Club 18-30: Thomas Cook to close holiday brand this month
- Published
Club 18-30 holidays, once a staple of lurid tabloid stories, are to sail into the sunset at the end of this month.
From a low-key start in the 1960s, they became notorious, embracing their image with risqué advertising slogans.
Now owner Thomas Cook, which took over the brand in 1998, has confirmed it will be wound up on 27 October.
It wants to concentrate on its Cook's Club brand, which it launched in April and believes will appeal to its millennial customers.
Thomas Cook tried, unsuccessfully, over the summer to find a buyer for Club 18-30.
Ingo Burmester, Thomas Cook's UK chief executive said: "We are increasingly focused on our core own-brand hotel portfolio and feel that the Club 18-30 brand no longer fits in with our wider programme.

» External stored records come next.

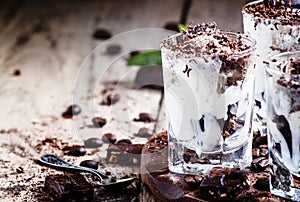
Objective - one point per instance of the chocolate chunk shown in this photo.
(150, 77)
(76, 150)
(144, 117)
(259, 164)
(89, 164)
(124, 154)
(99, 122)
(262, 184)
(124, 141)
(284, 128)
(68, 188)
(109, 138)
(223, 184)
(16, 72)
(93, 143)
(144, 132)
(102, 33)
(71, 111)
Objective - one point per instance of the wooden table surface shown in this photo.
(52, 45)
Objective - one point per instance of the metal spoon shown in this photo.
(57, 163)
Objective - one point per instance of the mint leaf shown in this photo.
(182, 27)
(152, 57)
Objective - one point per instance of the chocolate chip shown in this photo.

"Having taken the summer to explore our options we have, in the absence of a viable alternative that makes sense for Thomas Cook or the brand, decided that Club 18-30 will close at the end of this season."
The last holiday will be a trip from Manchester to Magaluf, Majorca.
Club 18-30 was founded in the 1960s to offer package holidays targeted at young singles and couples who wanted to travel without families or children.
The first destination was Lloret de Mar on the Costa Brava. In 1973, it was bought out by the management, the first of a series of changes of ownership.
Its controversial, playful, image kept it in the public eye throughout the 1990s and 2000s, but it is now seen as a dated brand.
In 2002, ITV made the programme Club Reps, based on the life of its resort staff.
Full of salacious details, it is said to have boosted bookings significantly.
In 2005, Channel 5 showed a documentary called the Curse of Club 18-30. The company was not amused and complained to Ofcom.